Data, Knowledge, Pedagogy: The Age of Machine Learning (short-term project Dec. 7-8, 2018)
Organized by Jeffrey Ahlman, History; Bozena Wellborne, Government
December 7-8, 2018
The advent of the Digital Age (or the “Information Age”) has thrown scholars across a variety of academic disciplines—especially those relying on textual and experiential evidence—into an existential crisis. Not only has this new era seemingly embraced everything quantitative and rooted in scientific materialism; it has also resulted in a rapid change in how societies define, gather, spread, and ultimately interpret information. Furthermore, the shift from analog to digital modalities has implications for the permanence and immutability of the information or “data” generated by scholars and laypeople alike. Once something is created within a digital platform or uploaded into a digital medium, it is infinitely malleable. While that offers up countless possibilities, it also raises the specter of “fake” information with godlike verisimilitude, which further begs what is then knowable.
Yet, the emergence of “data analytics” as a byproduct of advances in machine learning has also returned some of the value to text by essentially quantifying it and facilitating the speedy analysis of vast reams of textual evidence. In fact, with the spread and application of machine-learning algorithms across multiple disciplines—from biostatistics and finance to linguistic anthropology—many scholars may find that all you need is “data.” Theory is, then, often seen as optional, with the algorithm gaining the responsibility of “cutting through the noise.” The traditional categories of data, information, knowledge and wisdom sometimes appear to blur.
This short-term Kahn seeks to engage scholars across all three divisions in an exploration of what this growing emphasis on machine learning means for scholarship, pedagogy, and knowledge production more broadly. Key questions we intend to ask include:
- What is data in the Age of Machine Learning and what is our relationship to it?

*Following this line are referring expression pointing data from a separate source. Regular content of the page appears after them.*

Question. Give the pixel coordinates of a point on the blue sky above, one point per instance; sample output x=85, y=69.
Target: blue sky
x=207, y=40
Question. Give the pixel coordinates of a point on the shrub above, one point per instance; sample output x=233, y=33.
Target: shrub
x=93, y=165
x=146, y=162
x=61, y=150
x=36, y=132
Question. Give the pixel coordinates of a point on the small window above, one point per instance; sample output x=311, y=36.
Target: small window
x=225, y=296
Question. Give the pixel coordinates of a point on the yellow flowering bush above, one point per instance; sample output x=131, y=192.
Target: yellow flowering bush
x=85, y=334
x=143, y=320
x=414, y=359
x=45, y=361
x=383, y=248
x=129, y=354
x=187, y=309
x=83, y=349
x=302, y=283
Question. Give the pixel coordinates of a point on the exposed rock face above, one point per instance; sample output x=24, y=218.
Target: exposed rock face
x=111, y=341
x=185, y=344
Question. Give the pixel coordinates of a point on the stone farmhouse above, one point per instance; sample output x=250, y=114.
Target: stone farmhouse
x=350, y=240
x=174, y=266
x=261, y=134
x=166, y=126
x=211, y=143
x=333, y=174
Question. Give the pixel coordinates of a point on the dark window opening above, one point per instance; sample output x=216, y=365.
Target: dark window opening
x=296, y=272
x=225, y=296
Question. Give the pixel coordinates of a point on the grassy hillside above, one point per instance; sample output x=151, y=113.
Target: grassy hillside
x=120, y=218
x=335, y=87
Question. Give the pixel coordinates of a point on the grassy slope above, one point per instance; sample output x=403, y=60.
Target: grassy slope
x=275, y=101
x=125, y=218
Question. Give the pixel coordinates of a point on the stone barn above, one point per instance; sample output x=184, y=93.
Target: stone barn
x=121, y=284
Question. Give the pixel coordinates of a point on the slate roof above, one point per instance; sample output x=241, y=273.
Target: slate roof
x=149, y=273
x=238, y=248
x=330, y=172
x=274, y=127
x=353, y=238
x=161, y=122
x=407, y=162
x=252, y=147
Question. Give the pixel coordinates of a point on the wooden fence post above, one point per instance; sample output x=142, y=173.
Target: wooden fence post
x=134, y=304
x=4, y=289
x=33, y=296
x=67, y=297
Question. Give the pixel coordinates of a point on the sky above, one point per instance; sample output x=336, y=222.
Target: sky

- How has the rise of Big Data reshaped the types of questions we ask in our work?
- How might the turn to Big Data reinforce inequalities in our teaching and research or even create new forms of inequities in our work?
- How might Big Data force us to rethink key ethical concerns driving our teaching and research?
We have invited Heather Roff, senior research analyst at the National Security Analysis Department at the Johns Hopkins Applied Physics Laboratory, to present publicly and participate in this project. She will speak on “Artificial Epistemiology: Knowledge, Truth, and Value in Machine Learning” on December 7, and will join our group conversation on December 8.